In conclusion, a significantly higher ACF after CWCPC compared with MPCPC could only be noted in the early postoperative phase until 6 weeks after surgery. Additionally, there was no significant correlation between ACF and final IOP. CWCPC may cause more marked postoperative inflammatory macular oedema, which more likely requires treatment as compared with MPCPC. CWCPC and MPCPC are equally well tolerated in terms of pain perception and QoL.

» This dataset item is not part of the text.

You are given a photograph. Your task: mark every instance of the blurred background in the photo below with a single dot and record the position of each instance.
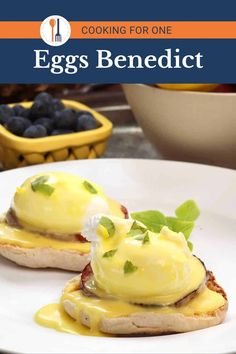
(192, 122)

Data availability statement
Data are available on reasonable request.
Ethics statements
Patient consent for publication
Ethics approval
Institutional review board approval was obtained for this prospective case control study (Identifier: 19-340), and the study adhered to the tenets of the Declaration of Helsinki. All patients provided written consent prior to any study-related procedure.
References
Footnotes
Contributors LFK collected the data, authored the article and created the figures and tables. She is the guarantor of the study. FE collected the data and proofread. MN collected the data and proofread the article. SP proofread. MM conducted the study treatments, authored the article and proofread.
Funding This work was supported by the Munich Medical & Clinician Scientist Program, LMU Munich (grant number for Dr LFK: CS 051) and by Iridex Europe (lending fee flare meter €5000, no funding number assigned).
Disclaimer The funders played no role in study design, data collection, analysis and interpretation of the data or the writing of this manuscript.
Competing interests None of the authors’ financial interests are directly or indirectly related to this work. LFK received previous speaker fees and/or travel expenses from Novartis Pharma, Recordati Rare Diseases, CHIESI, Roche Diagnostics, DORC Holding BV and Santen. FE received previous speaker fees from Novartis Pharma, MN has no financial interests to declare. SP received previous speaker fees and/or travel expenses from Novartis Pharma, Oertli AG, Bayer AG, Alcon Pharma and Pharm-Allergan. MM received previous speaker fees from Sight Sciences, Santen and Abbvie.
Provenance and peer review Not commissioned; externally peer reviewed.